Wednesday, August 15, 2012

80-20 rule - or collaborative filtering in practice

Many papers are written about new collaborative filtering methods and approaches. After reading tens of papers and talking to tens of companies I have some insight I would like to share here. I call it the 80-20% collaborative filtering rule. My guess that this rule is a common knowledge for people who are working on collaborative filtering, but I did not see it written or discussed anywhere, so I thought it will be useful to bring it to light.

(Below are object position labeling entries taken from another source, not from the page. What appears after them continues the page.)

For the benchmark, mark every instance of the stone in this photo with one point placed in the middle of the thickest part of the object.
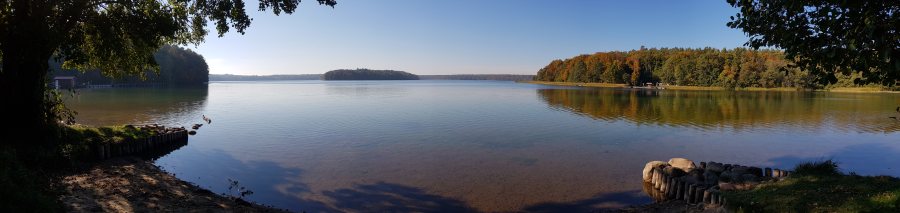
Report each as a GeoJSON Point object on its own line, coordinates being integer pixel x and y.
{"type": "Point", "coordinates": [756, 171]}
{"type": "Point", "coordinates": [715, 167]}
{"type": "Point", "coordinates": [683, 164]}
{"type": "Point", "coordinates": [674, 172]}
{"type": "Point", "coordinates": [649, 167]}
{"type": "Point", "coordinates": [710, 178]}
{"type": "Point", "coordinates": [689, 179]}
{"type": "Point", "coordinates": [726, 186]}
{"type": "Point", "coordinates": [730, 177]}
{"type": "Point", "coordinates": [740, 170]}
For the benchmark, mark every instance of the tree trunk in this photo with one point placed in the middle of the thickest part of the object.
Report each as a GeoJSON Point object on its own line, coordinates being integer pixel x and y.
{"type": "Point", "coordinates": [26, 50]}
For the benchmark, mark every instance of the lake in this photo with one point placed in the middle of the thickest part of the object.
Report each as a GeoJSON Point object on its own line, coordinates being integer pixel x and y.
{"type": "Point", "coordinates": [320, 146]}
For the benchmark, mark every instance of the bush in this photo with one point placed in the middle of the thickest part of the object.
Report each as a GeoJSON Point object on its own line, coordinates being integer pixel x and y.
{"type": "Point", "coordinates": [817, 168]}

I will start with an example, but I believe that the rule holds generally across many domains. I just got back from the KDD cup workshop in Beijing. The first presentation by Tianqi Chen from SJTU who won the first place in track 1. Here is a summary of the results obtained by his team: Note, that the basic method, item based collaborative filtering got a score of 34.0 %
While a combination of an additional 7 methods got a score of 42.7 %. Now divide
34.0 / 42.7 = 0.796. Namely, the basic method has 79.6% accuracy of the most sophisticated method! And of course it is way simpler.

Now let's jump to the results of the second track. A team from the NUTA had the following result:
The simplest model (Naive bayes) got 0.776. Their best predicted model using all the fancy method is: 0.8069. Namely, the simple model gave 96% accuracy!

Anyway, I can continue on and on, checking other contest results like Netflix and KDD CUP 2011. The bottom line is that typically the simpler methods gives an accuracy of 80% or more.
From talking to many companies who are working on collaborative filtering, 95% of them are happy if they have the basic models working right.

Here is some quote from Netlix technical blog (bold marking is mine):
If you followed the Prize competition, you might be wondering what happened with the final Grand Prize ensemble that won the \$1M two years later. This is a truly impressive compilation and culmination of years of work, blending hundreds of predictive models to finally cross the finish line. We evaluated some of the new methods offline but the additional accuracy gains that we measured did not seem to justify the engineering effort needed to bring them into a production environment.
In other words, some of the fancy methods that justify publishing a research track paper, or winning an epsilon accuracy contest, are simply not worth the effort of practical deployment.